Technical success and availability of RRT has blurred the distinction between opportunity to extend life and obligation to do so
(Rebecca Schmidt)
Apesar das melhorias técnicas introduzidas nos últimos anos no tratamento da doença renal crónica (DRC), a mortalidade em diálise continua elevada e, em algumas publicações internacionais, um número substancial de doentes, em geral os mais frágeis na altura em que iniciam o tratamento dialítico, sofrem um decréscimo acentuado da sua capacidade funcional e vêm a optar por abandonar o tratamento dialítico por deterioração do seu estado físico, ou cognitivo. Em alguns países esta tornou-se 2ª causa de morte mais frequente.
A maior parte dos doentes em diálise morre hospitalizado, internado para tratamento de complicações e intercorrências da sua doença, sem acesso a cuidados paliativos.
Durante a fase em que fazem diálise, esses doentes apresentam uma elevada sobrecarga sintomática, tal como dores variadas, falta de energia, boca seca, prurido, náuseas, falta de ar, falta de apetite, depressão… o que contribui para o decréscimo da qualidade de vida.
Infelizmente a maior parte dos doentes, ou mesmo as suas famílias, não são envolvidos no processo decisório sobre o tipo de cuidados que pretendem uma vez chegado o momento de iniciarem diálise, e muitos deles lamentam regularmente terem entrado em programa de diálise. Abundam os estudos que revelam que uma quantidade substancial destes doentes considera importante receber informação prognóstica realista e serem ajudados a planear e a tomar decisões sobre os próximos anos em diálise e a fase final da sua vida.
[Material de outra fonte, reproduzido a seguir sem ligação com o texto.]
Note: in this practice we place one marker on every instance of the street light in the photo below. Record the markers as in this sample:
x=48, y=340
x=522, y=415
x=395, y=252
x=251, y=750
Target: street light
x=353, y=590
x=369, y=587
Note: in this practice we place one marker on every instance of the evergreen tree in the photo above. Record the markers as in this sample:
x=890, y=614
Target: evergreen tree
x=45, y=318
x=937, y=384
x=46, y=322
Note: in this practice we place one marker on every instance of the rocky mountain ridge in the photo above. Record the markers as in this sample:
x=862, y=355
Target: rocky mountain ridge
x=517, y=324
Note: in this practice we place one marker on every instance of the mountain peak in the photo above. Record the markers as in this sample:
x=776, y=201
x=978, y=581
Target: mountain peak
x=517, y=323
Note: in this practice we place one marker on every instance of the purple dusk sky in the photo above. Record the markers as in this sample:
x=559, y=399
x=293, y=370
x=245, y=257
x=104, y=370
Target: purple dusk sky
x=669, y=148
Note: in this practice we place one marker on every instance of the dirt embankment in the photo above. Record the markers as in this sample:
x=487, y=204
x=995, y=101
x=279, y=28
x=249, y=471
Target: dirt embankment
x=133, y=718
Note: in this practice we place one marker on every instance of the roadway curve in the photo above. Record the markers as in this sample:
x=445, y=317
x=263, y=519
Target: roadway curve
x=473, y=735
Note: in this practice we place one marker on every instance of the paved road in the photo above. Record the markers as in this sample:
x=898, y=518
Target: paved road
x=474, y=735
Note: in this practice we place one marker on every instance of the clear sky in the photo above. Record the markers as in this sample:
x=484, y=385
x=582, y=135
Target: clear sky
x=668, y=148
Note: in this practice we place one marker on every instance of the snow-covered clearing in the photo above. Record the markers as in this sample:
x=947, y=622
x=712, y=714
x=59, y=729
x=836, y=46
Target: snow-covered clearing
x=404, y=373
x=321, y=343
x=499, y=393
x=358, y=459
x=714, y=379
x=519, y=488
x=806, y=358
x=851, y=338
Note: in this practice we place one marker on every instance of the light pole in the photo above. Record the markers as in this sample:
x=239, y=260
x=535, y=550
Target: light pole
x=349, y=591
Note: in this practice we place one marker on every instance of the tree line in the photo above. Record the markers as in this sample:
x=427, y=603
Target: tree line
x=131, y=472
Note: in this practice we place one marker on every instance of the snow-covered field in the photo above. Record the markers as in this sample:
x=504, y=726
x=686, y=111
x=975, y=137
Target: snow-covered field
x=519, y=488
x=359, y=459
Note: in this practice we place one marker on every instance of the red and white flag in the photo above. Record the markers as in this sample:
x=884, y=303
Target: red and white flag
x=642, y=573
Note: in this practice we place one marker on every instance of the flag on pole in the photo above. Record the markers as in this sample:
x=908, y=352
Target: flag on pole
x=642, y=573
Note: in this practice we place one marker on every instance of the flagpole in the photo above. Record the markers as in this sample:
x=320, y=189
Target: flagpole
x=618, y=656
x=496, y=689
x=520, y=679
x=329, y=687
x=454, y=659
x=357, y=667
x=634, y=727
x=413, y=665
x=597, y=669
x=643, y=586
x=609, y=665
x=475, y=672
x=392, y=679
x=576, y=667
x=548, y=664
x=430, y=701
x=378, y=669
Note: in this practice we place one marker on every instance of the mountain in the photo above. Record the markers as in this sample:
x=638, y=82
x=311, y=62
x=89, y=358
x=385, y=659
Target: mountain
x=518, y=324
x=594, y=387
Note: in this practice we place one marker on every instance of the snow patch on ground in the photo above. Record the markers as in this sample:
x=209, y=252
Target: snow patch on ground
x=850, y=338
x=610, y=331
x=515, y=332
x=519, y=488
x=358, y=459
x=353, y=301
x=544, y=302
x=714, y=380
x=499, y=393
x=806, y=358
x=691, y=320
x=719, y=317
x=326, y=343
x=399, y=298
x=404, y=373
Em geral, nem os médicos assistentes nem os familiares mais chegados conseguem prever com exatidão a vontade dos doentes sobre o tipo de cuidados que desejam receber na fase final da vida, ambos se enganando em mais de 50% dos casos. É, portanto, indispensável ouvi-los!
De entre os princípios que regem a bioética moderna, são de particular relevo o respeito pela Autonomia e a Integridade Profissional, tipificados neste caso como a não indução, ou continuação de diálise quando pareça ao médico que o sofrimento e a sobrecarga para doente é bem pior do que o benefício expectável.
A recomendação mais consensual na condução deste processo decisório é a chamada decisão partilhada, um processo de comunicação pelo qual o doente / família e o seu médico chegam a um consenso num plano de cuidados, baseado numa compreensão mútua dos objetivos terapêuticos do doente, tendo em conta os benefícios e os riscos expectáveis e a probabilidade de atingirmos os resultados pretendidos.
Com o intuito de responder a algumas lacunas no tipo de cuidados prestados a um segmento dos nossos doentes mais frágeis e dependentes, existe uma outra modalidade terapêutica, O Tratamento Médico Conservador (TMC).
O TMC corresponde à continuação da terapêutica integral do doente com doença renal crónica em regime ambulatório, sem recurso a técnicas dialíticas, procurando prevenir tanto quanto possível a deterioração da função renal residual, aliviando os sintomas e complicações resultantes dessa progressão, com um suporte de cuidados paliativos personalizados para a doença renal crónica, que visam otimizar o bem estar físico, emocional e espiritual do doente e sua família no tempo restante da sua vida.
Acompanhando as recomendações internacionais neste campo, a TMC inclui também:
a) Identificar os doentes que poderiam beneficiar de um aconselhamento sobre a opção conservadora / paliativa;
b) Deteção de sintomas e fontes de sofrimento a requererem intervenção terapêutica sintomática; c) Indagar sobre o desejo dos doentes, ou familiares, serem informados do seu prognóstico e participarem na planificação dos seus cuidados;
d) Considerar iniciar a discussão sobre Diretivas antecipadas de vontade, nomeadamente a execução de um Testamento Vital que ajude a respeitar a autonomia do doente em períodos em que tenha perdido a sua capacidade de decisão;
e) Identificar um “Procurador de Saúde” (habitualmente familiar ou cuidador) para nessas circunstâncias o representar em decisões de fim de vida.
Iniciar hemodiálise acima dos 75 anos, prolonga a sobrevivência quando comparado com terapêutica conservadora, mas o número de dias de hospitalização e a incidência de infeções é muito superior no grupo tratado com diálise, pelo que o nº de dias de sobrevida fora do hospital acaba por ser idêntico.
A opção pela modalidade terapêutica e outras decisões pessoais requerem, portanto, uma parceria entre os médicos do doente, a restante equipa de cuidados e o doente ou seus representantes. O seu nefrologista poderá apresentar-lhe a informação mais pertinente para cada caso, tão objetivamente quanto possível, colaborar e dar suporte às suas decisões terapêuticas, sem nunca fechar portas a mudanças de opinião e estratégia que a sua evolução clínica venha a ditar.